Payouts could begin immediately. In theory, at least. Nikhil Rathi, the chief executive of the FCA has said : “There’s nothing stopping lenders moving tomorrow now they’ve seen the rules.”

The FCA had estimated 14.2m loan deals would be considered unfair and were therefore due compensation. On Monday, it cut this to 12.1m. Photograph: Matt Cardy/Getty Images

Technically, the scheme has launched, but there will now be a short “implementation period” so lenders can get their ducks in a row. This will be up to 30 June this year for loans taken out after 1 April 2014, and up to 31 August this year for the older agreements.

The FCA says millions of people will receive compensation this year, but the complexities of the scheme mean it is hard to say exactly how many will get their cash this year and how many will have to wait until next year or the very start of 2028.

Get your complaint in now. Lenders will have three months from the end of the relevant implementation period to let people who have complained know whether they are owed compensation and how much.

The FCA says: “People who have already complained, or who complain before the end of the relevant implementation period, will be compensated sooner.”

Lewis says: “The only way to know if you were mis-sold is to complain. To know if you’ve got a complaint, you have to complain.”

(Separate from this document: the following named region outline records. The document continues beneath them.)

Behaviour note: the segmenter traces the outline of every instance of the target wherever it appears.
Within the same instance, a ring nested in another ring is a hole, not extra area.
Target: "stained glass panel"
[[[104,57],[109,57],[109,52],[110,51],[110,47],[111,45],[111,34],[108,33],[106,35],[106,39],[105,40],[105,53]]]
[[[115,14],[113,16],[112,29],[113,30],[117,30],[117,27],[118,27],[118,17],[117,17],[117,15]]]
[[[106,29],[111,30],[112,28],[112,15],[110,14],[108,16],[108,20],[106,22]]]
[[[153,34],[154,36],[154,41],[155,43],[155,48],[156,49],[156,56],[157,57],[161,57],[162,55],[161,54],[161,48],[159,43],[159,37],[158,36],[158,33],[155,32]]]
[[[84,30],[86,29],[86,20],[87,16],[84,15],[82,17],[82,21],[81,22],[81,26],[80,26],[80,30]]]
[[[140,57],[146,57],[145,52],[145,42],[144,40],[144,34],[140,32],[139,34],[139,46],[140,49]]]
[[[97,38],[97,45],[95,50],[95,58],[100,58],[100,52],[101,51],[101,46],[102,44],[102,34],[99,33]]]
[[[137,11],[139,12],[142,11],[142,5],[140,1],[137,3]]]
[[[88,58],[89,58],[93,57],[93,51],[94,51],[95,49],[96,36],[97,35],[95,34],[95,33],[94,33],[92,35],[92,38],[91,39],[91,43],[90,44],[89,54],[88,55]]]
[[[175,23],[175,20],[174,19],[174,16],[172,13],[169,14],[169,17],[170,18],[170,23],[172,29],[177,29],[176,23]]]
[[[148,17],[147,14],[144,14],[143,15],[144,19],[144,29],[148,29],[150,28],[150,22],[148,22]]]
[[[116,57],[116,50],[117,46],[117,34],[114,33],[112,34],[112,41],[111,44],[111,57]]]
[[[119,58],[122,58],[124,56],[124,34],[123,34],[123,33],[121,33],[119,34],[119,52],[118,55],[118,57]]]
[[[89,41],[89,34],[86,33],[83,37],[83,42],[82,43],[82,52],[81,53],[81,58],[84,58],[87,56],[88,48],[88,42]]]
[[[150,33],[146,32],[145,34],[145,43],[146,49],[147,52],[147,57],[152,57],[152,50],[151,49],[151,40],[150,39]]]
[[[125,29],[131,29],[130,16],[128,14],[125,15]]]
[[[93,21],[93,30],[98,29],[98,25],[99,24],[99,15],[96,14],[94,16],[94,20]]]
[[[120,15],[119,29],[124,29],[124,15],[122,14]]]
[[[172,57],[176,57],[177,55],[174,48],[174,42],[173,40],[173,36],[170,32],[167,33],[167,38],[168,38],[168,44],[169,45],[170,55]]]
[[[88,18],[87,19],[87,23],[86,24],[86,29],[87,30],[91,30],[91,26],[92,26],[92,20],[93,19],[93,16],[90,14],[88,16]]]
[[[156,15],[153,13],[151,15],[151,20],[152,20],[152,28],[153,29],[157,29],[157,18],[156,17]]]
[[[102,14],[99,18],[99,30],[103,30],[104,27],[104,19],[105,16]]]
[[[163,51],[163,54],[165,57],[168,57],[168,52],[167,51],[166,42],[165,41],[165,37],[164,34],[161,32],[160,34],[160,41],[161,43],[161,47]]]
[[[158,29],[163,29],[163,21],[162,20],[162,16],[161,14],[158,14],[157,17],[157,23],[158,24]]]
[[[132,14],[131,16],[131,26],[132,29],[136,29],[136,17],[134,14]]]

The FCA says there is no need to use a claims management company (CMC) or law firm as people can complain now for free using a template letter on its website.

Lewis’s MoneySavingExpert website also has a free complaint tool and template letter. “You just put your details in, it formulates an email for you and tells you where to send it. You check it and you press send,” he says.

If you are unsure about who your car finance provider was, the FCA website includes details of a few ways that you can check.

Meanwhile, while the credit reference agency Equifax’s myEquifax app includes a free car finance checker tool to help track down and access past loan records.

Lenders will only contact people who have not complained if they are likely to be owed money. They have six months from the end of the relevant period to do so.

Anyone not contacted has until 31 August 2027 to make a claim.